Alternatively, if body mass influences agility in escaping predators in
cicadas, this can also lead to within-individual correlations between
body mass and risk-taking behaviours. In flying insect species, heavier
body mass has been shown to reduce individual agility in escaping
predators, increasing predation risk (McLachlan et al. 2003; Roitberg et
al. 2003). Although the relationship between predation rate and body
mass has not been assessed in cicada species, poor agility caused by
heavy body mass during early adulthood may make calling males more
vulnerable to predators such as robber flies. Therefore, it might be
advantageous for young males to reduce their calling activity and move
cautiously. However, as body mass decreases with age, increased agility
in escaping predators can reduce the predation risk of older males. This
may enable older males to be more active in finding mates and producing
calls. Thus, the relationship between body mass and predation risk may
explain within-individual correlations between body mass and risk-taking
behaviours in our study.
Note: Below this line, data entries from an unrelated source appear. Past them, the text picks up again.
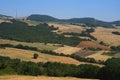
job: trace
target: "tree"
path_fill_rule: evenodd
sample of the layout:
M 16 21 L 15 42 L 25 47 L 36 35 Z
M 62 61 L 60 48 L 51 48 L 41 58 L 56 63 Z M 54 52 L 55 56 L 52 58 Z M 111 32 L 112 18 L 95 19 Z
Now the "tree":
M 39 56 L 39 55 L 35 53 L 35 54 L 33 55 L 33 58 L 34 58 L 34 59 L 37 59 L 38 56 Z

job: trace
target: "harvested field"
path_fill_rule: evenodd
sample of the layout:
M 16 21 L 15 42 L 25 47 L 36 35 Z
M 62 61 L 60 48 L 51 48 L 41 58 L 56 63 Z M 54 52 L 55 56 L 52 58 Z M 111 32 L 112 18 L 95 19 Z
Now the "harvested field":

However, if body mass affected predation risk
in cicadas, a negative among-individual correlation would also be
expected between risk-taking behaviours and body mass, but we found no
such correlation. Therefore, we suggest that within-individual trait
correlations in T. isshikii are not explained by a relationship
between body mass and predation risk.
While individual-level behavioural studies with repeated measures
experimental design have been extensively conducted across various
animal taxa in the wild (as reviewed in Hertel et al. 2020), such
investigations are less common in insects (but see Fisher, David, et al.
2015; Fisher, James, et al. 2015; Niemelä et al. 2015; Golab et al.
2021; Niemelä et al. 2021). This scarcity might arise from the
challenges of distinguishing and tracking individual insects in their
natural habitats. Despite a recent study demonstrating the existence of
personality traits in cicadas under laboratory conditions (Roth et al.
2022), no studies have tracked individual cicadas in the wild,
repeatedly measured their behaviour, and assessed individual
differences. Our field study addressed this gap, providing insights into
the behavioural ecology of cicadas, specifically shedding light on the
reproductive and life history strategies of T. isshikii males.
Our study revealed the integration of age-related plasticity in body
mass and risk-taking behaviours, resulting in within-individual
correlations among these traits in male cicadas. The asset protection
principle could explain the age-related increase in calling activity and
the preference for narrow-leafed plants. Such an age-related increase in
energetically demanding behaviour may also cause an age-related decrease
in body mass. While adult cicadas rely on nutritionally poor xylem sap,
the age-related decrease in body mass was associated with an age-related
increase in risk-taking behaviour, suggesting that T. isshikii males resemble capital breeders more than income breeders. Thus, we
emphasise that studying individual behaviour in the wild is crucial to
achieve a comprehensive understanding of the behavioural ecology of the
study animal and the evolutionary processes that shape their behaviours
and life-history strategies in the wild.